Algorithm for Selecting Potential SARS-CoV-2 Dominant Variants based on POS-NT Frequency
Author(s): Eunhee Kang, TaeJin Ahn and Taesung Park
Coronavirus disease 19 (COVID-19), currently prevalent worldwide, is caused by a novel coronavirus, severe acute respiratory syndrome coronavirus 2 (SARS-CoV-2). Similar to other RNA viruses, SARS-CoV-2 continues evolving through random mutations, creating numerous variants, including Alpha, Beta, and Delta. It is, therefore, necessary to predict the mutations constituting the dominant variant before they are generated. This can be achieved by continuously monitoring the mutation trends and patterns. Hence, we sought to design a dominant variant candidate (DVC) selection algorithm in the current study.
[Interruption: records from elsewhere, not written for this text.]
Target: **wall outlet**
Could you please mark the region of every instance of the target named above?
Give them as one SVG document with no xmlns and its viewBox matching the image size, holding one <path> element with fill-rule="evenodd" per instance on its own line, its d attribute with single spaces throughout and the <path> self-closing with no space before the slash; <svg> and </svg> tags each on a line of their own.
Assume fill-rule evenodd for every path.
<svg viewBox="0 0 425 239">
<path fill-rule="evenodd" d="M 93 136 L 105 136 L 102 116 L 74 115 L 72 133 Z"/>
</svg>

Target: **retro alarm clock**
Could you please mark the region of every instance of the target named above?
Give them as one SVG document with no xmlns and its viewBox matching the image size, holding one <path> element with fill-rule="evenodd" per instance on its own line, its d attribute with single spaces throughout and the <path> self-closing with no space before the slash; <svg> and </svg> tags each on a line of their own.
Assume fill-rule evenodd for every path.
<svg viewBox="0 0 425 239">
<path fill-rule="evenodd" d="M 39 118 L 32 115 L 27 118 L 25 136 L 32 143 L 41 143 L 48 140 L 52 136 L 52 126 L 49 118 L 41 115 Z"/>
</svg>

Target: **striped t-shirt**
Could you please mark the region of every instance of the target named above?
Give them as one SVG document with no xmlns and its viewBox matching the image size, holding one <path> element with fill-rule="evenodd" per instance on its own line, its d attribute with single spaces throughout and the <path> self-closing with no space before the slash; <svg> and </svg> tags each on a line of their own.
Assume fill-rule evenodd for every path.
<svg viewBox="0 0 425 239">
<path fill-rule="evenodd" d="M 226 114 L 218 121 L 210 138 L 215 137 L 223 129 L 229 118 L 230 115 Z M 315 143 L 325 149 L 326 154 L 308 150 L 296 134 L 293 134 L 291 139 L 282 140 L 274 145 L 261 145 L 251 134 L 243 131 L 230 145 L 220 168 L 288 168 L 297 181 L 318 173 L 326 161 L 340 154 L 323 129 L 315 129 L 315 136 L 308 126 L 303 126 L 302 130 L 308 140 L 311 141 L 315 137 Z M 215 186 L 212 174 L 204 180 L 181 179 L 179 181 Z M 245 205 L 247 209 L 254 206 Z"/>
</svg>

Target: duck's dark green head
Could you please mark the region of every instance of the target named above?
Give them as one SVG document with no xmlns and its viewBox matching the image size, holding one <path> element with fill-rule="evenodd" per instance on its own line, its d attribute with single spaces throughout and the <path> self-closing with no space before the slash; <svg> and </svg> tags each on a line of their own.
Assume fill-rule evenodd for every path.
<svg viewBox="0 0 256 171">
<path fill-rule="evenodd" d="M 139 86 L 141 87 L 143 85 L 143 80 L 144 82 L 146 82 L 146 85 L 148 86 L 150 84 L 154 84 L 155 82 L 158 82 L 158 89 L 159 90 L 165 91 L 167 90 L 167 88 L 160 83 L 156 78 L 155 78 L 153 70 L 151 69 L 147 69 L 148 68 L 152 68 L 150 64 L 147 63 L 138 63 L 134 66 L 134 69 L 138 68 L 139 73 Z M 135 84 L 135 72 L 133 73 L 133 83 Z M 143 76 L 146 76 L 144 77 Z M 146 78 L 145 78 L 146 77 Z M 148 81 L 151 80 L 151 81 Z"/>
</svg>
To this end, we obtained COVID-19 sequence data from GISAID and extracted position-nucleotide (POS-NT) frequency ratio data by country and date through data preprocessing. We then defined the dominant dates for each variant in the USA and developed a frequency ratio prediction model for each POS-NT. Based on this model, we applied DVC criteria to build the selection algorithm, which was verified for Delta and Omicron. Using Condition 3 as the DVC criterion, 69 and 102 DVC POS-NTs were identified for Delta and Omicron an average of 47 and 82 days before the dominant dates, respectively. Moreover, 13 and 44 Delta- and Omicron-defining POS-NTs were recognized 18 and 25 days before the dominant dates, respectively. We identified all DVC POS-NTs before the dominant dates, including rapidly and gently increasing POS-NTs. Considering that we successfully defined all POS-NT mutations for Delta and Omicron, the DVC algorithm may represent a valuable tool for providing early predictions regarding future variants, helping improve global health.